In a C# VSTO addin project we are adding content controls to a Word document to keep track of the document structure. We use content controls to be able to nest different elements of the document. The nesting is basically like a book with different elements on different levels: chapter, subchapter, paragraph. We need to preserve this structure so we are able to export it to a certain XML format that we want to validate against an XSD, validating the structure of the document.

Everything works fine with the content controls except when we have to handle a big document, where we need many content controls. I'm talking over 2000 content controls, so I realize it is a lot to handle for Word. In that case Word becomes very slow, for instance scrolling down all the way to the bottom of the document takes a while while Word says it's repaginating and performing spelling checks. Sometimes Word will even crash opening such a document.

I already tried removing the undo information from the document, because I read somewhere that that may slow down Word with very big documents. The documentsize did shrink a bit after that, but the performance problem persists. Is there anything else I can do to speed this up or is content controls just a no-go when there's a need for this amount (i.e. > 500 content controls)?

And if the content controls is a no-go scenario are there any alternatives to keep track of the structure of the document? I've tried using styles, but that way you lose the nesting information of the individual elements of the document, so it becomes much harder to parse. I also tried putting bookmarks at the beginning of every grouping element, but I noticed that while typing bookmarks can be deleted.
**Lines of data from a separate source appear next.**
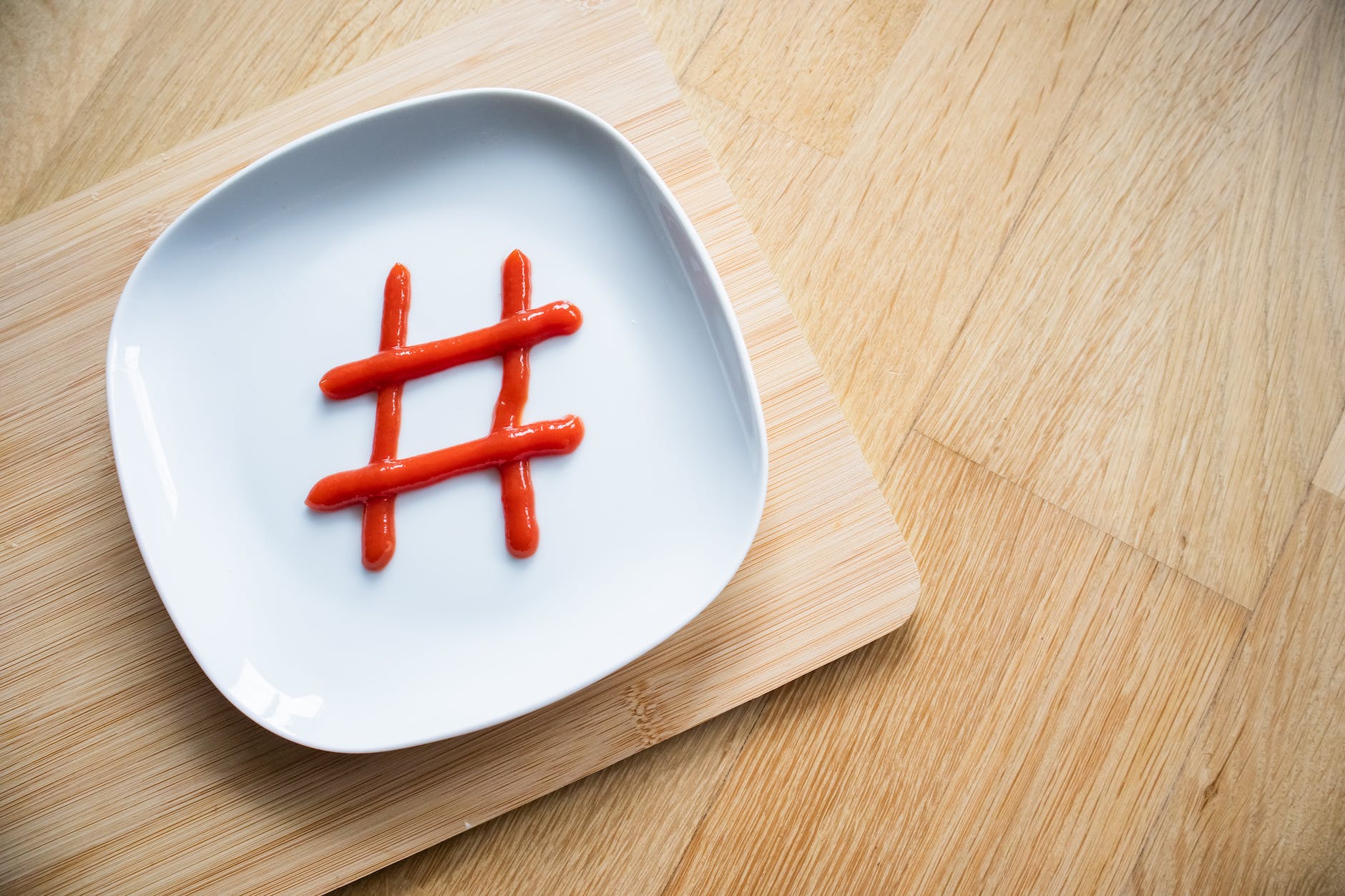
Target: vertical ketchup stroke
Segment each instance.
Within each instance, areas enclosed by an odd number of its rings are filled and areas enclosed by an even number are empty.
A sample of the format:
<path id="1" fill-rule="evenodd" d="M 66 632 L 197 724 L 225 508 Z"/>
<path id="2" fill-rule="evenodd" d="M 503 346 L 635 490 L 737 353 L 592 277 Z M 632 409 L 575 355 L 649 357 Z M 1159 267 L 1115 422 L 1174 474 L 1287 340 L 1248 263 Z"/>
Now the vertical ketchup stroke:
<path id="1" fill-rule="evenodd" d="M 406 318 L 412 304 L 412 274 L 401 264 L 393 265 L 383 285 L 383 327 L 378 350 L 401 348 L 406 344 Z M 402 431 L 402 383 L 378 390 L 378 410 L 374 413 L 374 449 L 369 463 L 377 464 L 397 457 L 397 439 Z M 393 558 L 397 546 L 397 523 L 393 518 L 394 498 L 370 498 L 364 503 L 364 569 L 378 570 Z"/>
<path id="2" fill-rule="evenodd" d="M 533 300 L 533 265 L 515 249 L 504 260 L 500 272 L 500 319 L 527 311 Z M 503 352 L 504 373 L 500 377 L 500 396 L 495 404 L 491 432 L 519 425 L 523 405 L 527 404 L 529 361 L 527 348 Z M 379 393 L 382 394 L 382 393 Z M 531 557 L 537 550 L 537 513 L 533 498 L 533 474 L 527 460 L 503 464 L 500 471 L 500 503 L 504 505 L 504 544 L 515 557 Z"/>

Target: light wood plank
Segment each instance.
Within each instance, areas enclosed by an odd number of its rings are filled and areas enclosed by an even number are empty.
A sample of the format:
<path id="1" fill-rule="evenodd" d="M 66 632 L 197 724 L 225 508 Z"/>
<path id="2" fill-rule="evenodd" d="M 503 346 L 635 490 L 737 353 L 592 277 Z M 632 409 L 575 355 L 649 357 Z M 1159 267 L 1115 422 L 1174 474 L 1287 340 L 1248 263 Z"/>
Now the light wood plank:
<path id="1" fill-rule="evenodd" d="M 11 218 L 499 3 L 156 0 L 17 194 Z M 91 13 L 97 27 L 109 12 Z"/>
<path id="2" fill-rule="evenodd" d="M 663 58 L 678 85 L 686 87 L 686 67 L 701 47 L 725 0 L 635 0 L 644 24 L 654 32 Z"/>
<path id="3" fill-rule="evenodd" d="M 300 748 L 204 679 L 136 557 L 104 420 L 108 320 L 149 241 L 246 161 L 363 109 L 502 83 L 613 122 L 716 258 L 767 416 L 759 538 L 697 620 L 560 704 L 394 753 Z M 0 616 L 0 889 L 347 883 L 777 687 L 913 609 L 905 542 L 629 7 L 530 1 L 410 44 L 0 227 L 0 382 L 24 385 L 0 391 L 0 447 L 16 459 L 0 478 L 0 591 L 16 595 Z"/>
<path id="4" fill-rule="evenodd" d="M 1154 821 L 1143 893 L 1345 887 L 1345 500 L 1313 488 Z"/>
<path id="5" fill-rule="evenodd" d="M 775 696 L 670 893 L 1106 892 L 1245 611 L 915 436 L 907 630 Z"/>
<path id="6" fill-rule="evenodd" d="M 1137 1 L 919 428 L 1251 605 L 1345 405 L 1345 7 Z"/>
<path id="7" fill-rule="evenodd" d="M 1337 498 L 1345 498 L 1345 417 L 1336 425 L 1336 435 L 1326 447 L 1317 475 L 1313 476 L 1313 484 Z"/>
<path id="8" fill-rule="evenodd" d="M 760 713 L 755 701 L 428 849 L 340 896 L 655 896 Z"/>
<path id="9" fill-rule="evenodd" d="M 0 221 L 70 128 L 152 0 L 0 5 Z"/>
<path id="10" fill-rule="evenodd" d="M 925 0 L 728 0 L 687 81 L 803 143 L 841 155 Z"/>
<path id="11" fill-rule="evenodd" d="M 807 218 L 752 221 L 874 468 L 911 431 L 1123 5 L 929 4 Z"/>

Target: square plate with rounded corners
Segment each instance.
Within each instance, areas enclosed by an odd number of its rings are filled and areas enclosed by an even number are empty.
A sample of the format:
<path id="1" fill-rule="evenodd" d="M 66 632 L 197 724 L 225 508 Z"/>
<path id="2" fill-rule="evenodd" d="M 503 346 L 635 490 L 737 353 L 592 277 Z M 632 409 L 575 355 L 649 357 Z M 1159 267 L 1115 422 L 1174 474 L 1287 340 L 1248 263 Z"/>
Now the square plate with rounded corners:
<path id="1" fill-rule="evenodd" d="M 397 499 L 360 565 L 358 507 L 304 506 L 369 460 L 374 398 L 330 367 L 378 347 L 390 266 L 410 342 L 499 318 L 500 264 L 574 335 L 531 351 L 526 421 L 585 437 L 533 461 L 541 545 L 504 546 L 499 476 Z M 412 381 L 401 455 L 488 432 L 500 362 Z M 409 747 L 560 700 L 651 650 L 728 584 L 765 500 L 765 428 L 724 287 L 681 207 L 596 116 L 521 90 L 377 109 L 249 165 L 149 248 L 108 344 L 117 472 L 145 565 L 211 681 L 321 749 Z"/>

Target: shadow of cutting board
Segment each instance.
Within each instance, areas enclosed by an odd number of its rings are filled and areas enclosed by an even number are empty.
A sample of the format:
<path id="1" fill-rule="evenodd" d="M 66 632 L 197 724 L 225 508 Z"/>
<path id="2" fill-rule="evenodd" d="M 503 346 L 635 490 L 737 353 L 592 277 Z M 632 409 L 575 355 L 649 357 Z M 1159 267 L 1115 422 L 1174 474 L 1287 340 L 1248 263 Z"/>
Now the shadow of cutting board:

Any ideas, hints and tips are welcome. Thanks in advance!

Ruben.

2

2 Answers

0
votes

Try using http://docx.codeplex.com/ then you don't even have to have MS word even installed.

0
votes

If you are not using the tag property of the content controls, have you looked as using merge fields instead? Depending on how you are processing the document with the content controls, it could give you the same functionality with much better performance. Merge fields require less memory space and are populated a lot quicker than content controls.